In her leisure time, Huster enjoys photography and outdoor recreation, particularly hiking, cycling and kayaking. She has published a book about e-mail and the Internet.
Huster’s campaign stresses what she calls three Es and a T — education, environment, economy and transportation. For education, Huster said she wants to see higher graduation rates, higher academic standards, higher pay for teachers and a redistribution of school funding to put more money in growth areas.
Her environmental priorities are to establish incentives to reduce the state’s carbon footprint (its contribution to greenhouse gas emissions and global warming); encourage nonautomotive transportation; prevent urban sprawl; and protect natural areas.
Similarly, her approach to the economy stresses energy independence and the creation of environmentally sustainable jobs; fiscal accountability; attracting new businesses to the state; and providing citizens choices in transportation and healthcare.
Huster counts economic development as one of her top priorities. She said she wants to attract clean industries to the district’s cities, creating well-paying jobs close to housing.
“If you don’t generate that income, it’s just a matter of which programs do you cut every year,” Huster said.
She cites her expertise in the telecom industry as an asset in working with business. According to her campaign Web site, she has managed $500 million programs for AT&T, T-Mobile and Microsoft, and has been a member of boards of directors for Fortune 500 companies. She said she believes the Democrats can do more to control state spending while also funding education, transportation and environmental protection.
“When you are spending $67 billion, that’s more than enough,” Huster said. “We need to subsidize what we want more of, and tax what we want less of.”
One idea Huster favors is to increase revenues from tourism, but she doesn’t advocate an income tax.
“I’m a little shocked that Washington state hasn’t already gone there,” she said. “But I’m not going to be the one who waves that flag.”

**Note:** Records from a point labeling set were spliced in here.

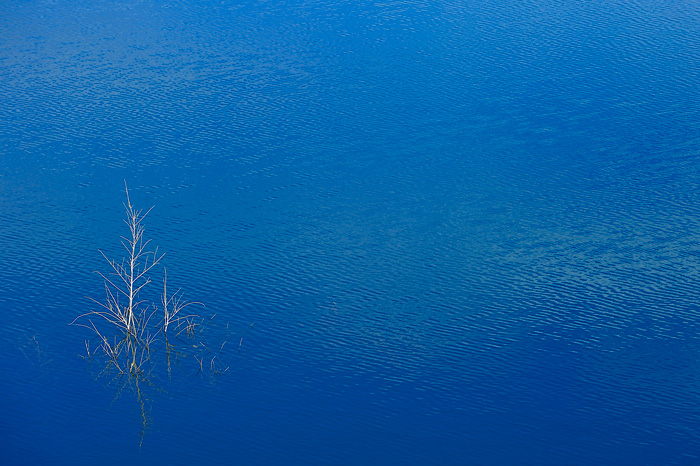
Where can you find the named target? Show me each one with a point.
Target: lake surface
(425, 232)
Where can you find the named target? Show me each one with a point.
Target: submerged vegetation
(136, 330)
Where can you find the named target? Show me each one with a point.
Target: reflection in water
(135, 335)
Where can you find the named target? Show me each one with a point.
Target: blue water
(429, 232)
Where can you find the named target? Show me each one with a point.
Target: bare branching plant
(127, 327)
(134, 328)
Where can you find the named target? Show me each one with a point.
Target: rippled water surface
(427, 232)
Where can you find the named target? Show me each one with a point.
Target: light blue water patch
(424, 232)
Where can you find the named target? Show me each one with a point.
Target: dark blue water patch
(429, 233)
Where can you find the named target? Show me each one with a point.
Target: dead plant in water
(126, 326)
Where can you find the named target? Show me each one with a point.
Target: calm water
(447, 232)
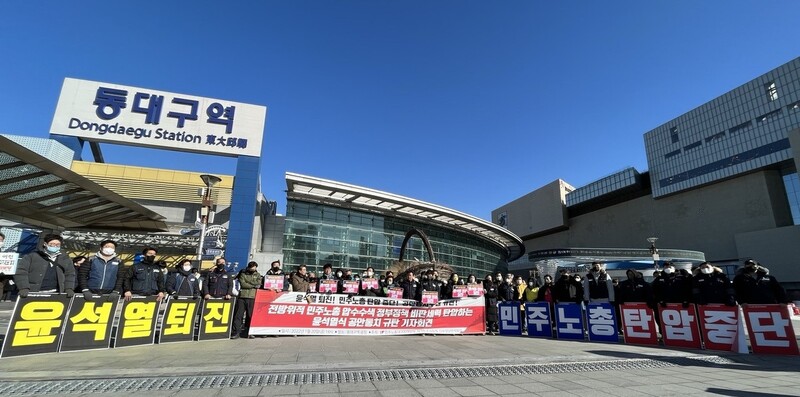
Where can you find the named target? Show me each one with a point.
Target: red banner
(770, 329)
(719, 324)
(297, 313)
(679, 326)
(639, 325)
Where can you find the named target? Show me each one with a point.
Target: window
(691, 146)
(672, 153)
(768, 116)
(772, 91)
(715, 137)
(673, 132)
(740, 126)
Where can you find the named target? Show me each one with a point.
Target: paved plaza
(402, 366)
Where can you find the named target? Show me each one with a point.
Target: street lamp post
(654, 251)
(205, 209)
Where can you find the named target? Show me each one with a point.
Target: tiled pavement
(664, 372)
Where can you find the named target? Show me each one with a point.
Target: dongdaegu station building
(722, 186)
(46, 186)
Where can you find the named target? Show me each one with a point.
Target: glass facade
(317, 234)
(741, 131)
(792, 183)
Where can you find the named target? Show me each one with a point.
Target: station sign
(113, 113)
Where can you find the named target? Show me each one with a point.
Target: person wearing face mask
(672, 287)
(451, 282)
(218, 283)
(145, 277)
(182, 282)
(490, 295)
(300, 280)
(103, 273)
(711, 285)
(507, 291)
(388, 283)
(634, 289)
(754, 285)
(372, 290)
(249, 281)
(546, 290)
(531, 291)
(430, 283)
(597, 285)
(47, 270)
(568, 289)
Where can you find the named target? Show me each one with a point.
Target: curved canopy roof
(323, 191)
(37, 191)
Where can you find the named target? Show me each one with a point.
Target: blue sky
(465, 104)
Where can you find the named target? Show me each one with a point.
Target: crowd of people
(50, 269)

On the transportation front, Huster said she would like to see the state Department of Transportation consider road improvements to alleviate congestion on county roads. She suggested that state Route 900, which connects Issaquah to Renton, could be extended to Maple Valley, too — thereby taking a huge volume of traffic off of Issaquah-Hobart Road.
So far, no one else has advocated for this idea, but Huster said she intends to propose it to the Department of Transportation.

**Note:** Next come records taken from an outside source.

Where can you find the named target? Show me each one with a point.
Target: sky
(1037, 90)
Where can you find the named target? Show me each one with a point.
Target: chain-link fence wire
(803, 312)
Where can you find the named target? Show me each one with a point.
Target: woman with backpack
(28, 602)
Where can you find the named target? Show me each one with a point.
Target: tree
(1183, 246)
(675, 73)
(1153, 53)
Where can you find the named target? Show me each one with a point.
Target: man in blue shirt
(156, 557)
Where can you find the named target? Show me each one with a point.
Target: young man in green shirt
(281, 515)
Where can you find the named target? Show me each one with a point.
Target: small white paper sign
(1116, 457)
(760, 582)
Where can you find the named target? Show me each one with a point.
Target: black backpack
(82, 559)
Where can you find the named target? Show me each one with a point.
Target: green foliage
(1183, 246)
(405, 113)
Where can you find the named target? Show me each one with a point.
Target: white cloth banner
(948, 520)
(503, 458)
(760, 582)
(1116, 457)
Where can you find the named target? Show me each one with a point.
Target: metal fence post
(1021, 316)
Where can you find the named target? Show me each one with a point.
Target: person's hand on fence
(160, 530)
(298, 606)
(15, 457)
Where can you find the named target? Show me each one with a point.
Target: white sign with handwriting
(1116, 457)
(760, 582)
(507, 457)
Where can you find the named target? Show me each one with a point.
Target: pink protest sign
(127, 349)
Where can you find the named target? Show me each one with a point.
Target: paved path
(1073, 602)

Huster is supported by the 5th District Democrats, the Stonewall Democrats (a network of gay and lesbian Democratic clubs and individuals), NARAL Pro-Choice America, the American Federation of Teachers, the Young Democrats of Washington, Eastside Fire & Rescue Local 2878 Firefighters Union; and the National Women’s Political Caucus.
Locally, she has been endorsed by Issaquah City Council members Maureen McCarry and David Kappler, and activist Nancy San Carlos.
The Municipal League of King County, a nonpartisan association that conducts the equivalent of job interviews with candidates in King County and rates them on their capacity to serve effectively, gave Huster a rating of “very good.”
Huster said her primary motivation in running is to make representative democracy work. She noted that all of her campaign literature bears her telephone number and e-mail address, and said she would continue to be accessible if elected.
“I will work 100 percent to represent my district,” Huster said.